Lejos de buscar respuestas fáciles, “Glaciar” propone una metáfora tan poderosa como universal. El desprendimiento de una enorme masa de hielo funciona como imagen de la pérdida: un impacto inevitable que, con el tiempo, termina transformándose en agua y permitiendo que las emociones vuelvan a encontrar su cauce. Esa transición entre el frío paralizante y la aceptación atraviesa toda la composición, convirtiéndola en una reflexión sobre la resiliencia y la posibilidad de reconstruirse después de la ausencia.
La interpretación vocal de Ale Zar acompaña esa narrativa con una honestidad poco habitual. Su voz evita el dramatismo excesivo y apuesta por una sensibilidad contenida, mientras una instrumentación de cámara —integrada por piano, violín, violoncello y contrabajo— construye una atmósfera delicada que remite tanto a la canción de autor como al folk contemporáneo. La producción de Tomi Porcelli, junto a los arreglos de cuerdas de Matius, potencia el carácter cinematográfico de una obra que encuentra afinidades estéticas con artistas como Jorge Drexler, Lisandro Aristimuño, Regina Spektor o Tori Amos.

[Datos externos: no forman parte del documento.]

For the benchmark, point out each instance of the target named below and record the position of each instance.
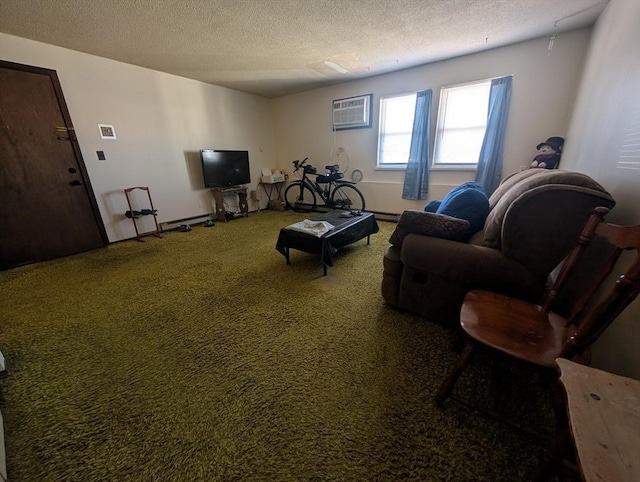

El desprendimiento de una enorme masa de hielo funciona como imagen de la pérdida: un impacto inevitable que, con el tiempo, termina transformándose en agua y permitiendo que las emociones vuelvan a encontrar su cauce.
Pero “Glaciar” también permite comprender el concepto mayor que sostiene La misma piedra. El próximo álbum de Ale Zar explora esos patrones de comportamiento que nos llevan a repetir errores, vínculos y decisiones aun cuando conocemos sus consecuencias. A través de ocho canciones, el músico propone una mirada sobre la naturaleza humana donde conviven el humor, la ironía, la melancolía y la introspección, combinando sonidos acústicos con programaciones electrónicas, arreglos de cuerdas y vientos para construir un universo tan íntimo como expansivo.
La búsqueda no resulta nueva dentro de su obra. Desde sus primeros trabajos, Ale Zar ha construido una identidad artística que fusiona el folk, el indie pop y el rock alternativo con una escritura profundamente observadora sobre los vínculos, la cotidianeidad y las contradicciones humanas. Esa sensibilidad lo ha llevado a compartir espacio con referentes de la canción contemporánea e incluso a que composiciones como “Espina prehistórica o Esperar” y “Que vuelvas” fueran seleccionadas por Lisandro Aristimuño para su proyecto Música sin fines de lucro.
En tiempos donde gran parte de la música privilegia el impacto inmediato, Ale Zar continúa apostando por otro camino: el de las canciones que invitan a detenerse, escuchar con atención y reconocer emociones compartidas. “Glaciar” confirma esa vocación y anticipa un álbum que promete consolidar una de las propuestas más sensibles dentro de la nueva canción argentina.
Si La misma piedra busca entender por qué volvemos una y otra vez sobre los mismos caminos, “Glaciar” parece ofrecer la primera certeza: incluso después del quiebre más profundo, siempre existe la posibilidad de volver a fluir.